Read our Code of Conduct to keep our community approachable and respectable.

In this guide you will get an overview of the contribution workflow from creating a branch, creating a pull request, reviewing, and merging the pull request.

Here are some resources to help you get started with open source contributions:

Project structure

All of our source code is located under the src/ directory.

src/teamster/ contains all of our Dagster code, which powers our data orchestration.

src/dbt/ contains all of our dbt SQL, which is organized by project.

dbt Projects

kipptaf is the homebase for all CMO-level reporting. This project contains views that aggregate regional tables as well as CMO-specific data. This is the only project that dbt Cloud is configured to work with.

kippnewark, kippcamden, and kippmiami contain region-specific configurations that ensure their data is loaded into their respective datasets.

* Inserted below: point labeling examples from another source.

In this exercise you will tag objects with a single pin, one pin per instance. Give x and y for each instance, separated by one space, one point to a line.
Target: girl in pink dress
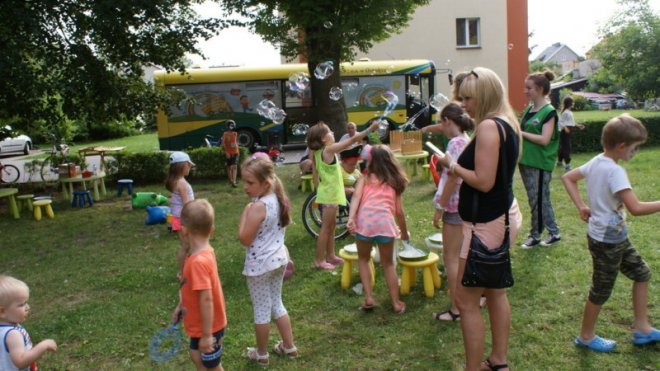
377 216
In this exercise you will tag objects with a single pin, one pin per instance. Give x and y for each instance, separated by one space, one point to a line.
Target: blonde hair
386 168
264 171
198 216
485 87
315 135
174 174
10 287
623 129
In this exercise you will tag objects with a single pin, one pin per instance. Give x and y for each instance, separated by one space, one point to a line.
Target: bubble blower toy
167 343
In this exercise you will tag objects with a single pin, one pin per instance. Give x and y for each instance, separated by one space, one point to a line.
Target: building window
467 33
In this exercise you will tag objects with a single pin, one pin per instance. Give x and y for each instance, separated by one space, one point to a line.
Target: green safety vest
536 155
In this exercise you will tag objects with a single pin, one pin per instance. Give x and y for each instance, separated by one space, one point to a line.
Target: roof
551 51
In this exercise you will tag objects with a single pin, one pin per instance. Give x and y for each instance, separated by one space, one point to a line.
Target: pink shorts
176 223
492 233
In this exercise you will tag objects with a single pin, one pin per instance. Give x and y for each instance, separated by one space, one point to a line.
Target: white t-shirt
604 179
566 119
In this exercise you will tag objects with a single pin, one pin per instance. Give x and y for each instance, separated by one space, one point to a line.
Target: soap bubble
336 93
438 101
278 115
298 81
299 129
324 70
265 107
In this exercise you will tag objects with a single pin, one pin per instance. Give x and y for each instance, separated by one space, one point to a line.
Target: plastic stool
306 183
347 270
80 198
25 200
121 183
46 204
431 275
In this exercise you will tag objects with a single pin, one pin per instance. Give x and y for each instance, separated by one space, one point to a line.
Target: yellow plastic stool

Other projects (e.g. powerschool, deanslist, iready) contain code for systems that is used across multiple regions. Keeping these projects as installable dependencies allows us to maintain the code in one place and use it across as many projects as needed.

Account setup

GitHub

To contribute on GitHub, you must be a member of our Data Team, and your ability to approve and merge pull requests depends on your membership in one of these subgroups:

Google Workspace

To access our BigQuery project and its datasets, you must be a member of our TEAMster Analysts KTAF Google security group.

dbt Cloud

Dataset

When you first login to dbt Cloud, you will be asked to set up Development credentials.

dbt will create a development "branch" of the database for every user, and it will name datasets using a prefix that is unique to you.

By default, this is your username, but please prefix it with an underscore ( _ ) to avoid cluttering up our BigQuery navigation. BigQuery will hide any datasets that begin with an underscore from the left nav.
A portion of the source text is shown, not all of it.